The release of other elements was low/non-detectable from all amorphous silica particles.

Thus, although silica fume may contain small quantities of different elements, their release is very similar to their release from pyrogenic silica particles and, therefore, they are not considered to hamper the read across from synthetic amorphous silica.

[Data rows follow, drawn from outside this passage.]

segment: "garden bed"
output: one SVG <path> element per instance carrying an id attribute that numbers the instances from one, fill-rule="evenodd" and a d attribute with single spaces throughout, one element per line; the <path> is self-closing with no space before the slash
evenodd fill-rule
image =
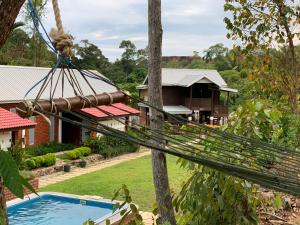
<path id="1" fill-rule="evenodd" d="M 89 155 L 89 156 L 84 158 L 84 160 L 87 162 L 88 165 L 99 162 L 102 159 L 103 159 L 103 157 L 101 155 L 98 155 L 98 154 Z M 64 171 L 64 165 L 79 166 L 80 161 L 81 161 L 81 159 L 72 160 L 70 162 L 65 162 L 63 160 L 58 160 L 54 166 L 34 169 L 34 170 L 32 170 L 32 172 L 37 177 L 51 175 L 51 174 L 54 174 L 54 173 Z"/>

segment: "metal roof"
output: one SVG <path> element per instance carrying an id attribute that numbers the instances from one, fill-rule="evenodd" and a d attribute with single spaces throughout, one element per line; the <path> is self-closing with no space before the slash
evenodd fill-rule
<path id="1" fill-rule="evenodd" d="M 145 89 L 148 82 L 146 78 L 138 89 Z M 195 83 L 214 83 L 220 88 L 227 88 L 227 84 L 216 70 L 205 69 L 162 69 L 162 86 L 190 87 Z M 234 89 L 230 89 L 234 90 Z M 235 92 L 236 90 L 234 90 Z"/>
<path id="2" fill-rule="evenodd" d="M 192 110 L 183 105 L 167 105 L 163 106 L 163 110 L 173 115 L 190 115 L 193 113 Z"/>
<path id="3" fill-rule="evenodd" d="M 10 103 L 10 102 L 19 102 L 23 100 L 25 93 L 39 80 L 44 78 L 51 68 L 43 68 L 43 67 L 20 67 L 20 66 L 1 66 L 0 65 L 0 103 Z M 93 71 L 98 75 L 104 77 L 97 71 Z M 54 77 L 58 77 L 60 73 L 60 69 L 54 74 Z M 81 89 L 84 95 L 93 94 L 91 88 L 88 86 L 86 81 L 83 79 L 81 74 L 74 70 L 76 78 L 78 79 Z M 92 87 L 95 89 L 97 94 L 101 94 L 103 92 L 115 92 L 117 89 L 103 81 L 95 80 L 92 78 L 88 78 L 88 81 L 91 83 Z M 64 97 L 74 97 L 74 91 L 69 82 L 65 79 L 64 82 Z M 61 82 L 59 82 L 57 86 L 56 93 L 54 98 L 62 97 L 62 87 Z M 37 95 L 37 92 L 41 84 L 38 85 L 27 97 L 27 99 L 34 99 Z M 47 88 L 44 94 L 41 96 L 41 99 L 49 99 L 49 88 Z"/>
<path id="4" fill-rule="evenodd" d="M 111 106 L 102 105 L 98 106 L 97 108 L 84 108 L 80 111 L 83 112 L 85 115 L 94 117 L 96 119 L 107 119 L 110 117 L 138 115 L 140 113 L 140 111 L 122 103 L 114 103 Z"/>

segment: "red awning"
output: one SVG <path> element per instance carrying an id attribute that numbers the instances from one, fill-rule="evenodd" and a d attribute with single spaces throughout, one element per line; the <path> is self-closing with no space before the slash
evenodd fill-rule
<path id="1" fill-rule="evenodd" d="M 111 117 L 123 117 L 123 116 L 132 116 L 132 115 L 138 115 L 140 111 L 124 105 L 122 103 L 115 103 L 111 106 L 108 105 L 102 105 L 98 106 L 99 109 L 96 107 L 94 108 L 84 108 L 81 109 L 81 112 L 88 116 L 92 116 L 97 119 L 106 119 Z"/>
<path id="2" fill-rule="evenodd" d="M 0 131 L 32 128 L 36 123 L 19 117 L 17 114 L 0 108 Z"/>

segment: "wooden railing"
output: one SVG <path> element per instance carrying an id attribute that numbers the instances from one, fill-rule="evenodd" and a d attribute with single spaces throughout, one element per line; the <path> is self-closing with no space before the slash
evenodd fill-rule
<path id="1" fill-rule="evenodd" d="M 211 98 L 186 98 L 185 106 L 192 110 L 212 111 Z M 224 105 L 214 105 L 214 115 L 227 116 L 228 107 Z"/>
<path id="2" fill-rule="evenodd" d="M 214 115 L 215 116 L 228 116 L 228 106 L 215 105 L 214 106 Z"/>
<path id="3" fill-rule="evenodd" d="M 210 111 L 211 110 L 211 98 L 186 98 L 185 106 L 190 109 Z"/>

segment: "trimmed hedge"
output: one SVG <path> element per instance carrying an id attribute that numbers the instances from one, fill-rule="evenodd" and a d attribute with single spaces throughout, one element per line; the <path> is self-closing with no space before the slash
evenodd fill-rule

After ingestion, synthetic amorphous silica seems to have an insignificant effect on tissue silica levels. Also, the urinary excretion of silica is not significantly affected by oral ingestion of synthetic amorphous silica. There is significant variability in the urinary excretion of silica between individuals. This is likely to be due to variability in dietary intake. Since silicon ion in different forms is ubiquitous in the environment, various foods and drinking water contain various amounts of silicon (for further information see recent reviews by Jugdaohsingh 2007 and Martin 2007). Our normal dietary intake of silicon is between 20-50 mg Si/day (EFSA 2004). The absorption of dietary silicon is largely affected by the exact form of the silicon in the food (Jugdaohsingh 2007; Martin 2007). In addition, it has been suggested that silicon may also have some desirable effects in humans; it has already been demonstrated to be essential in some primitive organisms (Jugdaohsingh 2007; Martin 2007). Especially beneficial effects on bone growth have been suggested. In blood, silicon exists as a monosilicic acid (Martin 2007). The EFSA (2009) reviewed the use of silica in food additives and concluded that adding up to 1,500 mg SiO2/day (equal to 700 mg/day) of silicon dioxide to food supplements is not a safety concern.